Why would a user define their own concatenation function?  There already 
is one.  Unless your concatenation function does something special, in 
which case you should probably think about this collations topic.  More 
generally, there are I think only so many operations you can do on 
characters strings that you can do without considering the 
collation/ctype/etc.  These are essentially all the operations that you 
can do without looking at the characters, like length(), ||, repeat(). 
Everything beyond that looks at the characters and needs to take 
collation/ctype/etc. into account.

> We'd need some kind of migration path where we could retain the runtime
> checks and disable the parse time checks until people have a chance to
> add the right marks to their UDFs.

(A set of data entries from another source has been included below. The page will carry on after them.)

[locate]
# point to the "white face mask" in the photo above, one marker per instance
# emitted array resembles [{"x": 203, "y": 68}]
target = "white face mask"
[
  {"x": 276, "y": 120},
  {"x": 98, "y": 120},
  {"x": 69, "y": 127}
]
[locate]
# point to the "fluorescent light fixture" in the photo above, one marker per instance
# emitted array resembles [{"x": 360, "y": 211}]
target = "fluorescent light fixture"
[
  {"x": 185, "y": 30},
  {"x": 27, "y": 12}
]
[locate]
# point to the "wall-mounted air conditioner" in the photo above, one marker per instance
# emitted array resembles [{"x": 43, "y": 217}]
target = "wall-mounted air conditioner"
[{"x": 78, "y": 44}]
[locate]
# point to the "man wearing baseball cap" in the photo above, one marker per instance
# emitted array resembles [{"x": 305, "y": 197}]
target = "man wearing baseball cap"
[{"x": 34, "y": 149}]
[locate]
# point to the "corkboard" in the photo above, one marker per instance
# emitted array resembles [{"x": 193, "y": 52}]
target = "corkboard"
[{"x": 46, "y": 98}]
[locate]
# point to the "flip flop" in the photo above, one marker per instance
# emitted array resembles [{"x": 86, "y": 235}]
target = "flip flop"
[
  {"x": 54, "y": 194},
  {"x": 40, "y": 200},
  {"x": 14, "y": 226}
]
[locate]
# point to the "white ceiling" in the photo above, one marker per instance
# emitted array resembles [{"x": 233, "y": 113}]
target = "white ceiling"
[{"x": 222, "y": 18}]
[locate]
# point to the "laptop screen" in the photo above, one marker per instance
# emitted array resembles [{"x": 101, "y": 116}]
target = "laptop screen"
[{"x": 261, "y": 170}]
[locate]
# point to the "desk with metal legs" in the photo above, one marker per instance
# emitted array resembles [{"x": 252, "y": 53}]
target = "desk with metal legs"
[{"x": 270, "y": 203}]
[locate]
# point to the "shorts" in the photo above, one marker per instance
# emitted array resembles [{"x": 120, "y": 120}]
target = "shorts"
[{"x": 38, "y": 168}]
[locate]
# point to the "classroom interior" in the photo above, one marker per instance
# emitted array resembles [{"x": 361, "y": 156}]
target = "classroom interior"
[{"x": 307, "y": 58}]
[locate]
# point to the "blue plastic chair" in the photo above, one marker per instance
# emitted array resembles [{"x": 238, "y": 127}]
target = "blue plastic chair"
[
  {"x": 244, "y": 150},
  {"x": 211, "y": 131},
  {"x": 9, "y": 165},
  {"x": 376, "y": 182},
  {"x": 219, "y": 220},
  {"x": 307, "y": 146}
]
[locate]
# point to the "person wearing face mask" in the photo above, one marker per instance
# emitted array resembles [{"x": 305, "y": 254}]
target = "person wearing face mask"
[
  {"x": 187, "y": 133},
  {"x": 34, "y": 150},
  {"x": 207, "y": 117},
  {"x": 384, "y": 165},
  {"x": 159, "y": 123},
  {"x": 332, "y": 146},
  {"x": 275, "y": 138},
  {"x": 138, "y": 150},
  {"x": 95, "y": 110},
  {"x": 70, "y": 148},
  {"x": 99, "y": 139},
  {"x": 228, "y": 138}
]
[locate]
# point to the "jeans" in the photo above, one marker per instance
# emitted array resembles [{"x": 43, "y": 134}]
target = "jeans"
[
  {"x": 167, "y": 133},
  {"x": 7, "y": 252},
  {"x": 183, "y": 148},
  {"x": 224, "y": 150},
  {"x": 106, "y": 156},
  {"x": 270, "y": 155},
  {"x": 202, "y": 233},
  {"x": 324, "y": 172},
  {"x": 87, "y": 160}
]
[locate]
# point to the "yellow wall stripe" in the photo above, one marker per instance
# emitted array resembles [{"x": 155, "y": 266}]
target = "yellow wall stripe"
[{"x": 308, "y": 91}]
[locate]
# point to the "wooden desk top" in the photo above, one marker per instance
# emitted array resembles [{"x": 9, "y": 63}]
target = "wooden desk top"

Migration paths like that are not
> great because they take several releases to work out, and we're never
> quite sure when to finally remove the deprecated behavior.

Perhaps pg_dump can apply some properties during upgrades?

> If we make the opposite assumption, that none are ordering-sensitive
> unless we mark them so, that would allow properly-marked functions to
> fail at parse time, and the rest to fail at runtime. But this
> assumption doesn't work as well for recording dependencies, because
> we'd miss the dependencies for UDFs that aren't properly marked.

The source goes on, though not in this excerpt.